MIT 6.5840 分布式系统

前言

这是一门由MIT的Robert Morris主讲的分布式系统课程，课程主页链接，课程视频链接

翻译版

课程内容包括Golang的学习、分布式系统研究动机、一致性协议算法、著名分布式系统软件论文讲解和一致性算法（Raft算法）的实现机制及实验。

是一门不可多得的实践性质比较强的课程。

本文主要记录自己做lab时候的一些心得体会，以及对课程的一些理解。

Lab1：MapReduce

论文：MapReduce: Simplified Data Processing on Large Clusters

Lab链接：Lab1

设计思路

MapReduce是一个分布式计算框架，它的设计思路是将计算任务分为两个阶段：Map阶段和Reduce阶段。

这是MapReduce的一个简单的示意图：

工作流程示意图

这是论文中讲解MapReduce的流程图，基本上解释清楚了。

输入数据以文件形式进入系统。一些进程运行map任务，拆分了原任务，产生了一些中间体，这些中间体可能以键值对形式存在。一些进程运行了reduce任务，利用中间体产生最终输出。master进程用于分配任务，调整各个worker进程。

输入数据能够产生中间体，这说明原任务是可拆的，也就才有了写成分布式的可能性。若原问题不是可拆的，MapReduce也就无从谈起。

中间体应均匀地分配给各个reduce任务，每个reduce任务整合这些中间体，令中间体个数减少，直至无法再减少，从中整合出最终结果。

输入数据以什么形式进入系统，原任务应如何拆分，中间体如何保存和传输，master和worker之间如何通信和调度，中间体如何转化为最终输出。
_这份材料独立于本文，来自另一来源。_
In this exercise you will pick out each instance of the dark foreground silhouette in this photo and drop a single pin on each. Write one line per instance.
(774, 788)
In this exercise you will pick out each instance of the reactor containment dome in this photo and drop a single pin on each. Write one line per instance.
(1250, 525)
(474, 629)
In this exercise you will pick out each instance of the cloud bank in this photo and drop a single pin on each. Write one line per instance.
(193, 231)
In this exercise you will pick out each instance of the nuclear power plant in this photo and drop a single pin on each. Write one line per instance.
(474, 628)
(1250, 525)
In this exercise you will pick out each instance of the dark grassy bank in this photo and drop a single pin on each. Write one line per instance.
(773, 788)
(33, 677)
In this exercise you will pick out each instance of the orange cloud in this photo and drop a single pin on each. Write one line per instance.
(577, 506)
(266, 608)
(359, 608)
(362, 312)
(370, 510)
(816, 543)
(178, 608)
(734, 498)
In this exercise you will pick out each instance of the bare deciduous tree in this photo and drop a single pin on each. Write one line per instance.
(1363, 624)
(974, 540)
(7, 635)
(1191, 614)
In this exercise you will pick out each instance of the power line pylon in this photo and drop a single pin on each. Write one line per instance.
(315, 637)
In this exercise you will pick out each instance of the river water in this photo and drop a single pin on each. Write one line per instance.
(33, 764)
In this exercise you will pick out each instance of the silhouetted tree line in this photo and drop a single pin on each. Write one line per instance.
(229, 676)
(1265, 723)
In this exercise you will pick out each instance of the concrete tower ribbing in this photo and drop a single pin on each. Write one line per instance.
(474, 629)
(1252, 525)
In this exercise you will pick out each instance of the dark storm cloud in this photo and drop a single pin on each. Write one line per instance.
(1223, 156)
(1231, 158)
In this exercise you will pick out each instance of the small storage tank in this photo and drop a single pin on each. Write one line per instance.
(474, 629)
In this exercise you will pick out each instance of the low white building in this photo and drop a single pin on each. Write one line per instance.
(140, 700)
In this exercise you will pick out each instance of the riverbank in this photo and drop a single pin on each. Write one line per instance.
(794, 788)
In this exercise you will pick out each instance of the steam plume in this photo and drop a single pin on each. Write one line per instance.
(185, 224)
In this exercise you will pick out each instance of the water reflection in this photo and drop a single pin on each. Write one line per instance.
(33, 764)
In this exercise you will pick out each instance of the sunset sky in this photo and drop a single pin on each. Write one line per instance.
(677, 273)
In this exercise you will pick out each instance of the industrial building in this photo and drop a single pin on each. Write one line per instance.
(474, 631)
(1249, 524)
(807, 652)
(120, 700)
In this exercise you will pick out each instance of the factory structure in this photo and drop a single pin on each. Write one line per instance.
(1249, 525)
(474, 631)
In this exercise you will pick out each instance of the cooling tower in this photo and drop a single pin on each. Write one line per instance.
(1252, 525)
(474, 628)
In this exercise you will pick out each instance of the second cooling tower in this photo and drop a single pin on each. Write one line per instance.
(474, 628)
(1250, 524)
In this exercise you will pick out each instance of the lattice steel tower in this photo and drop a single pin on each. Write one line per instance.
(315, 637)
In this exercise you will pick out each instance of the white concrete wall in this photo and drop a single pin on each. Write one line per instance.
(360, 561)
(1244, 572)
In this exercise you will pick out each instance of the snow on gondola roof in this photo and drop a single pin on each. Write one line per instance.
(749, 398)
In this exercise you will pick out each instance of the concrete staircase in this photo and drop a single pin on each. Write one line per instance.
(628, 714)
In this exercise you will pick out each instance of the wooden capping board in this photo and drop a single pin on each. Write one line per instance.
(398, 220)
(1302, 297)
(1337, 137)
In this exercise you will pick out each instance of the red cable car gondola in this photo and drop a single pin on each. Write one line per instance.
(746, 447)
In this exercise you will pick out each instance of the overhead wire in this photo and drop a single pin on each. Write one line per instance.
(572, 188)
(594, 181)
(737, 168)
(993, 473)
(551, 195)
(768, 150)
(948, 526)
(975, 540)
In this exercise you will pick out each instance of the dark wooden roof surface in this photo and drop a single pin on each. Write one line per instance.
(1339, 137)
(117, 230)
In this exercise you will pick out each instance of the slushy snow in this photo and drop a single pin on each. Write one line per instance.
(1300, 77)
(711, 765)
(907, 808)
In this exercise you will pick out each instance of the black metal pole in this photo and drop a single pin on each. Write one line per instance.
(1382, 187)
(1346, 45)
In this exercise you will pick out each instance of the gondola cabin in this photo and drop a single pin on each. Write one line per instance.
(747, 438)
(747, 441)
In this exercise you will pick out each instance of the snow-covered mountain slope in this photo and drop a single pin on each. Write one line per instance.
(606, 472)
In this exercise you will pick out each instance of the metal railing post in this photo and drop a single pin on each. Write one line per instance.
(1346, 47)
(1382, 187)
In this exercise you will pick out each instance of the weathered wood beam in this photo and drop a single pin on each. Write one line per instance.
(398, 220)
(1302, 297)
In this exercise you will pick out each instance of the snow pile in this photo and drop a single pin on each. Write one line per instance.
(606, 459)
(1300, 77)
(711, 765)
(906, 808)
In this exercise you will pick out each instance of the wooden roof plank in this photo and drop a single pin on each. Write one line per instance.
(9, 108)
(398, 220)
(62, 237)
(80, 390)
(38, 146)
这些都是设计的考量，没有一定之规。

Lab要求我们做一个对txt文件里的wordcount，那么输入数据就是txt文件，原任务就是对txt文件里的单词进行统计，中间体就是单词和对应的出现次数，最终输出就是单词和对应的出现次数。

示意图如下：

MapReduce WordCount

实现细节

queue.go

首先定义一堆结构体（其实也不是首先，在编写过程中会不断地修改和更新结构体，不过在实现一个功能之前必须理清对应的数据结构）：

// queue.go
type listNode struct {
	data interface{} // data can be any type
	next *listNode
	prev *listNode
}

type LinkedList struct {
	head  listNode
	count int
}

type BlockQueue struct {
	list *LinkedList
	cond *sync.Cond
}

由于篇幅限制这里暂时省略了对应的方法，不过重点也不是方法就是了

第一个结构体是链表的节点，第二个结构体是链表，第三个结构体是阻塞队列，阻塞队列是用链表实现的，链表的每个节点都是一个interface{}类型的数据，这样就可以存储任意类型的数据了。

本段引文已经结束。